Op/Ed
Guest editorial: Wrestling people from their families is no way to solve our border problems
Three federal judges in Vermont have played a leading role in trying to establish constitutional protections against the unlawful seizure and imprisonment of people by arbitrary government force.
These three cases are a small sample of the vast program of immigration enforcement launched by President Trump in order to deport thousands of immigrants to El Salvador or South Sudan or wherever he can send them. Such a program could not be anything but brutal. Justice takes time — to hold hearings and consider individual cases. We are all individuals deserving of justice, and our immigration status does not alter that constitutional reality.
The cruelty of the program has become apparent to millions of Americans who turned out in all 50 states on June 14 to declare that America is not a nation of kings.
By the logic of the Trump administration, all those millions could well have been rounded up and imprisoned in some vast gulag. After all, the administration has advanced the idea that protest itself may be antithetical to the national interest. And dissenting views seemed to be the only specified basis for the seizure of foreign nationals in two of the Vermont cases.
One of those foreign nationals, Mohsen Mahdawi, is a lawful resident of Vermont and a student from Columbia University, where he was also a pro-Palestinian activist. His activism, according to Secretary of State Marco Rubio, could “potentially undermine” U.S. foreign policy.
The absurdity of Mahdawi’s arrest, and of Rubio’s claim, was compounded by the fact that masked and armed ICE agents seized him after he had turned up in Colchester for a citizenship interview. In other words, he was doing everything right. While in prison, he has said he felt empathy for his father and other relatives on the West Bank who had been imprisoned by Israelis. But as it turned out, U.S. District Judge Geoffrey Crawford saw no justification for his detention and ordered his release.
In another case, a Turkish woman, Rümeysa Öztürk, was grabbed off the street in Somerville, Mass., by masked government agents and whisked away in a car. In ordering her release from a Louisiana detention center, U.S. District Judge William Sessions found the government’s justification for her detention to be pathetically weak. What had she done? She had co-authored an op-ed piece for a student newspaper supporting Palestinian rights.

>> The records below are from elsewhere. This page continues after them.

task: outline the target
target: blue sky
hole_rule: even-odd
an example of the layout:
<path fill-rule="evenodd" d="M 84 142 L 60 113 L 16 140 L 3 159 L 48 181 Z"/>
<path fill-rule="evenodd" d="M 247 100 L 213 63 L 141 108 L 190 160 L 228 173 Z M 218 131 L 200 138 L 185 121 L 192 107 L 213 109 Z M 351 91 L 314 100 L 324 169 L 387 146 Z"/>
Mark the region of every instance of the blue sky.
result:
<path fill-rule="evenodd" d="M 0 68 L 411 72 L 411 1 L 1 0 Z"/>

But of course, this is what people in America do — they express wide-ranging views on issues of their choosing. Rather than undermining American policy, this freedom is a bulwark of our democracy, drawing people here from all over the world, seeking to participate in that freedom. The Johnson and Nixon administrations thought that dissent on the Vietnam War was inimical to American interests, even if history proved that dissent on the war was pointing the nation in the right direction.
In a third case, U.S. District Judge Christina Reiss found that there was no basis for the government’s case against Russian scientist Kseniia Petrova, whom it had held in detention for four months. She had entered the country with frog embryos obtained from a lab in France to further her research at Harvard Medical School. Not only was her detention illegal, but it represented a further chilling assault on science. The most brilliant scientists from abroad have long sought to come to the United States, but now they are wondering why they should.
Vermonters are familiar with these three cases. But multiply them by the thousands, and we gain an understanding of the outpouring of protest in downtown Los Angeles, and in other cities, as well as the recent No Kings marches in every state. Brutality seems to be not an accident, but a feature of the administration’s policy.
It was on display in the manhandling and cuffing of Sen. Alex Padilla. His crime? Showing up at a press conference and daring to ask a question of Kristi Noem, secretary of homeland security. That was followed later by the manhandling of Brad Lander, New York City comptroller, also on a bogus charge.
It used to be that public officials knew how to handle questions that made them uncomfortable. It was part of their job. Now the job seems to be the deployment of force to send the message that dissent won’t be tolerated.
Except dissent is spreading in all parts of the country. Wresting people away from their families, sending them off to who-knows-where — this is not right, and it is no way to solve the border problem. The government will argue that making life miserable for foreigners here will dissuade others from coming.
It used be that we tried to make America great by making it a vibrant, welcoming, open, prosperous place where we were proud to welcome people from other places. Not American carnage, but America the beautiful.
David Moats of Salisbury is the former editorial page editor of the Rutland Herald, where he won the 2001 Pulitzer Prize for a series of editorials on Vermont’s civil union law.